NEW YORK: The dollar slipped on Friday, putting it on track for its largest weekly drop since January, as investors sold safe-haven assets on the assumption that oil shipping will resume if a ceasefire holds in the Gulf.
The dollar had towered in March as one of the few bastions of safety as the US and Israeli war on Iran sent oil prices surging and hit stocks and gold, while inflation worries pressured bonds. But since a fragile ceasefire was agreed on Tuesday, those positions are being unwound.
The euro has rallied 1.8 percent this week to trade at USD1.17255, while sterling has gained 2 percent since Monday to USD1.346.

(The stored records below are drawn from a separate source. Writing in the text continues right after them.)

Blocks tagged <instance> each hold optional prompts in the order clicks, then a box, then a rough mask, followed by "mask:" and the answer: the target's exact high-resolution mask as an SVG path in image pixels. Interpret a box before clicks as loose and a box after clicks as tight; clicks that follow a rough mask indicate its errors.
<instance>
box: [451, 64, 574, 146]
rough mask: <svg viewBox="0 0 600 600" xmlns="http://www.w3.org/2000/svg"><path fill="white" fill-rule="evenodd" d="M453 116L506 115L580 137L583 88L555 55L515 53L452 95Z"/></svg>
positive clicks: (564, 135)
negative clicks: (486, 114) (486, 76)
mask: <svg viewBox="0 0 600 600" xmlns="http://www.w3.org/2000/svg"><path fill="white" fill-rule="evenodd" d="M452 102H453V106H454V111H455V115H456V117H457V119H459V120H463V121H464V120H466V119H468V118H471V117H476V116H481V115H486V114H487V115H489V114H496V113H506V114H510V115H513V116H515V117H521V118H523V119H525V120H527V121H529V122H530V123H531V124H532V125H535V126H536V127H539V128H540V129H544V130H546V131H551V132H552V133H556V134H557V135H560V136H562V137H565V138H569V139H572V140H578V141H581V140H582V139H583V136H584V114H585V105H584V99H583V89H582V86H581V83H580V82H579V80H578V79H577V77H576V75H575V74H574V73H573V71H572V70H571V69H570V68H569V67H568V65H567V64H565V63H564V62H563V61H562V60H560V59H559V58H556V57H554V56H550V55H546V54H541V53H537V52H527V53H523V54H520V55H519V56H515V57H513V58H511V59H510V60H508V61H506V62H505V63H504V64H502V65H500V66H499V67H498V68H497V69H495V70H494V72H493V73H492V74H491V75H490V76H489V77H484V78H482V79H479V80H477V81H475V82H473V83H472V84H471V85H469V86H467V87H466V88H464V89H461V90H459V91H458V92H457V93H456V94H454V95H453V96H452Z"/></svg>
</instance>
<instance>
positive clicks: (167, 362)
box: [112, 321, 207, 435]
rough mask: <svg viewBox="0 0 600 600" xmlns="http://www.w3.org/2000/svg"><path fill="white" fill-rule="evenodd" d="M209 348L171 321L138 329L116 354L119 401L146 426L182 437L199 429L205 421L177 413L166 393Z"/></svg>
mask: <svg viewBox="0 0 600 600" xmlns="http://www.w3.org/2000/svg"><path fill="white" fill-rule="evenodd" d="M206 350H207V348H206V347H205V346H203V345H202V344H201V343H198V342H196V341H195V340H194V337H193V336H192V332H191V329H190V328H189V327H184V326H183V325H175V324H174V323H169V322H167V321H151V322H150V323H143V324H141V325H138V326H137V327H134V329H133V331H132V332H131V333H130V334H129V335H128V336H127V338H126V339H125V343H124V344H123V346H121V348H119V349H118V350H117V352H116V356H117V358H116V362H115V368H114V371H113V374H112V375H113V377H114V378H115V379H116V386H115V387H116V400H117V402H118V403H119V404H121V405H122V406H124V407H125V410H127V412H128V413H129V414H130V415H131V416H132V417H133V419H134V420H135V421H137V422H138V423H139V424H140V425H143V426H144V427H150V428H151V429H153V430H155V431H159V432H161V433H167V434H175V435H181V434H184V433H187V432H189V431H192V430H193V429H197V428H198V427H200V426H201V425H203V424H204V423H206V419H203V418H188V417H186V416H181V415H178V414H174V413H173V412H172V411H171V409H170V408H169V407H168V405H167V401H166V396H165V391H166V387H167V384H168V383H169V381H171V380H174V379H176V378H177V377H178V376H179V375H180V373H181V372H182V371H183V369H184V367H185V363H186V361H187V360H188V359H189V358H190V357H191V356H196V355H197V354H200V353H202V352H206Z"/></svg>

The risk-sensitive Australian and New Zealand dollars are set for weekly rises of nearly 3 percent on the dollar, with the Aussie trading just above 70 cents.

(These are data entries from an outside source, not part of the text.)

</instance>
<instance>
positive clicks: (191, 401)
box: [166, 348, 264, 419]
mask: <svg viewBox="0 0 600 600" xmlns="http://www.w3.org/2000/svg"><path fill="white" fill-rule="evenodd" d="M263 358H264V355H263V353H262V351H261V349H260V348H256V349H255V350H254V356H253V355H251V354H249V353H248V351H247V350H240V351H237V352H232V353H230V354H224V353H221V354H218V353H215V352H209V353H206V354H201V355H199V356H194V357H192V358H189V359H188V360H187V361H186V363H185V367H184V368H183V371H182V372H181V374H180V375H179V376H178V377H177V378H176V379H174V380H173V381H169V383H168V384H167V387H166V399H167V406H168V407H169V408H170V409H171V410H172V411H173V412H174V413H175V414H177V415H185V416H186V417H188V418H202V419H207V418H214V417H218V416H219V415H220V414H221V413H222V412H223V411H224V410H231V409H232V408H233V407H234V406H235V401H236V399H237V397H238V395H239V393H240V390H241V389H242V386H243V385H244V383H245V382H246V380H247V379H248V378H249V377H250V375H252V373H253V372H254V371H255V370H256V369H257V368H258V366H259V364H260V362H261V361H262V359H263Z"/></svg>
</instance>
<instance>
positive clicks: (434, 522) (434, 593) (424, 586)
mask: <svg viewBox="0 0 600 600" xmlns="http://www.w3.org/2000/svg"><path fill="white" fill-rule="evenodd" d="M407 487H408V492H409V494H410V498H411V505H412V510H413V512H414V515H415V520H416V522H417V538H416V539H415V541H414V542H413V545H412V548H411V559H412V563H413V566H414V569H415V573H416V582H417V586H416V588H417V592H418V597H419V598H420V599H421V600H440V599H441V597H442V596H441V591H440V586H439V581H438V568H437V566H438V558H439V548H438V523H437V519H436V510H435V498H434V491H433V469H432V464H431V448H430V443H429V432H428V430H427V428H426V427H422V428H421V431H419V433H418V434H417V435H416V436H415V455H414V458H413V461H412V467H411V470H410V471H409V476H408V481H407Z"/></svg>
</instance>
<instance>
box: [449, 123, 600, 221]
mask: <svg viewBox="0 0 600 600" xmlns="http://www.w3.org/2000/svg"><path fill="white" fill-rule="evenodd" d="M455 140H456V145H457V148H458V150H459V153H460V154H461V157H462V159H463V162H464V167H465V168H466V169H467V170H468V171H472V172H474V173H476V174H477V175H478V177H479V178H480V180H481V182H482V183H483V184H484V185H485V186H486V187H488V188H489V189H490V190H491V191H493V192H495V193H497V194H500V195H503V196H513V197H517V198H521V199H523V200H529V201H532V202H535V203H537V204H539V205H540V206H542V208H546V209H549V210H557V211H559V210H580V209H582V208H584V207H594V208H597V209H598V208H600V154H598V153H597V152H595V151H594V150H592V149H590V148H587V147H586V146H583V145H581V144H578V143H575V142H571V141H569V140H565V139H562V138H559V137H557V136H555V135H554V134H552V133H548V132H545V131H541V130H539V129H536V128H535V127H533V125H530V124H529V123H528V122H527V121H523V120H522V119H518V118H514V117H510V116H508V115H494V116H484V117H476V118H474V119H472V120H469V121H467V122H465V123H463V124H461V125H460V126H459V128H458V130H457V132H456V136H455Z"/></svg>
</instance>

“The market still seems generally optimistic, despite some of the ceasefire fraying,” said Marc Chandler, chief market strategist at Bannockburn Global Forex.
Data on Friday showed that US consumer prices rose by the most in nearly four years in March as the war with Iran boosted oil prices and the pass-through from tariffs persisted.

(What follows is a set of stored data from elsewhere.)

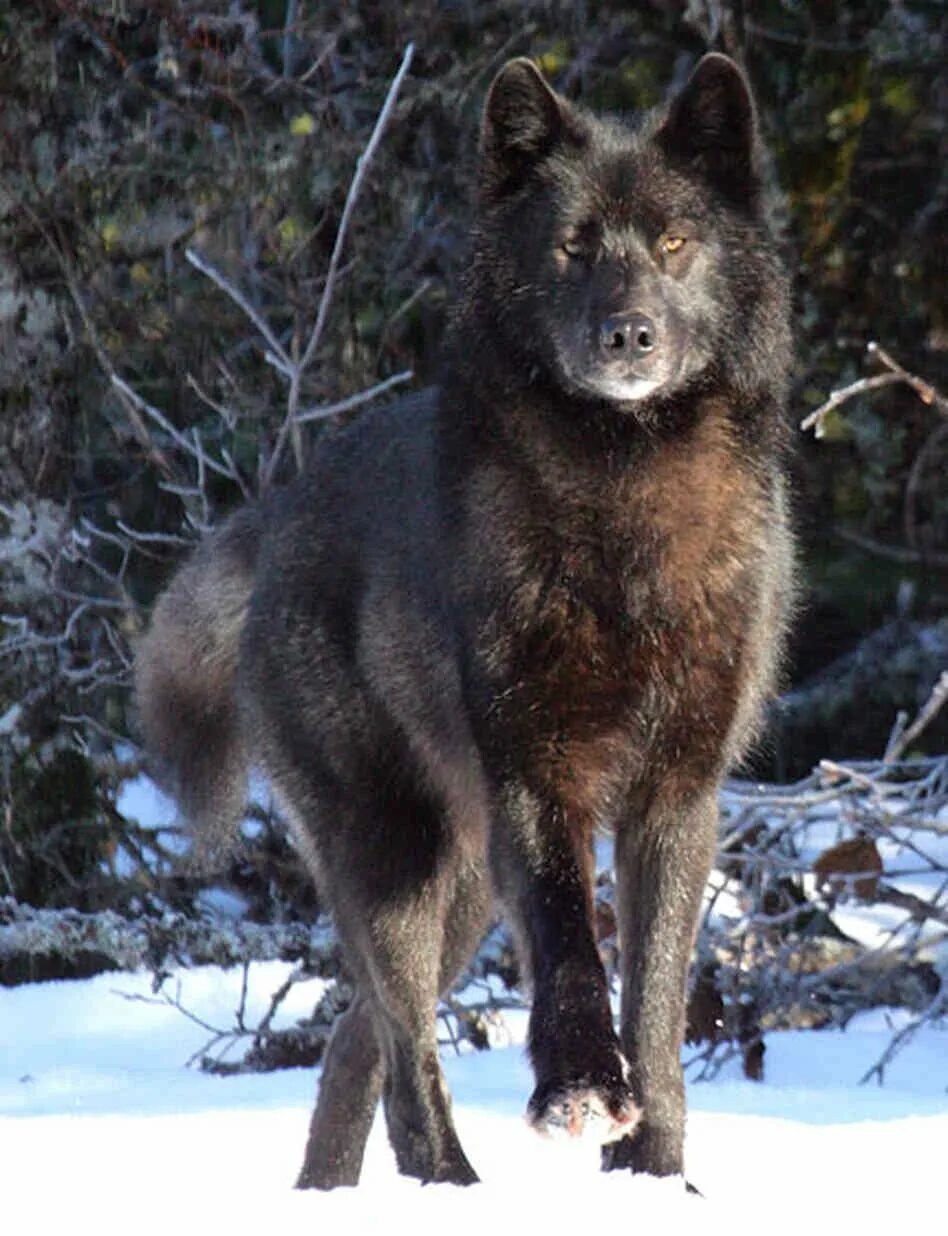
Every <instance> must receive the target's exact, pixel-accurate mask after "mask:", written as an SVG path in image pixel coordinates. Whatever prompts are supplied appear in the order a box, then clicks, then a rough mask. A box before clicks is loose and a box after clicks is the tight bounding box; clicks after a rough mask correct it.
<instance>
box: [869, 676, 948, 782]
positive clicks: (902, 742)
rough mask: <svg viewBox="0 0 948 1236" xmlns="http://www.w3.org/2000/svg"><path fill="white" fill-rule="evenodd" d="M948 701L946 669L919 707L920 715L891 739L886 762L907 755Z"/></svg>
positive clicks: (947, 688)
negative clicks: (911, 745) (910, 749)
mask: <svg viewBox="0 0 948 1236" xmlns="http://www.w3.org/2000/svg"><path fill="white" fill-rule="evenodd" d="M946 701H948V670H944V672H943V674H942V676H941V677H939V679H938V681H937V682H936V684H934V686H933V687H932V693H931V695H929V696H928V698H927V700H926V702H925V703H923V705H922V707H921V708H920V709H918V716H917V717H916V718H915V721H913V722H912V724H911V726H908V727H907V728H905V729H902V730H901V733H899V734H895V735H894V739H890V742H889V748H887V749H886V753H885V756H884V759H885V763H886V764H889V763H891V761H892V760H897V759H900V758H901V756H902V755H905V753H906V750H907V749H908V748H910V747H911V745H912V743H913V742H915V740H916V738H917V737H918V735H920V734H921V733H922V730H923V729H925V728H926V726H928V723H929V722H931V721H932V719H933V718H934V717H936V716H937V714H938V712H939V711H941V709H942V708H943V707H944V703H946Z"/></svg>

The increase was largely in line with expectations and the markets’ direction is more likely to hinge on the outcome of weekend peace talks between the US and Iran in Islamabad, analysts said.
“People were buying the US dollar when the war was at its most intense moment and now they’re selling as the tail risk of a really bad outcome has faded quite a bit,” said Jason Wong, senior strategist at BNZ in Wellington.
“Even though it still looks a bit shaky, the ceasefire removing that tail risk is important from a sentiment point of view,” he said, adding that the mood could turn very quickly if the anticipated weekend peace talks fail to deliver progress.
“If there are positive talks, that would be dollar-negative. And if we get to Monday and talks went badly and there’s still a lack of ships … things could turn around quickly,” said Wong.
There has been little progress so far in the Strait of Hormuz. In the first 24 hours of the ceasefire, just a single oil products tanker and five dry bulk carriers sailed through the passage that before the war accommodated about 140 ships a day.
The yen, under pressure for years from Japan’s low rates and more recently from its vulnerability to high oil prices, rose above its lows against the dollar - but not by much, and was sold against other currencies.
The yen slipped to 159.75 per dollar on Friday. The US dollar index dipped 0.24 percent and was 1.6 percent lower so far this week.
China’s yuan, which has not fallen significantly since the Iran war began on February 28, was set for its biggest weekly rise in 15 months and is trading at its strongest levels since 2023.
Data on Friday showed factory gate prices rose for the first time in three years, a sign that inflation may be beginning to take hold after a long period of deflation.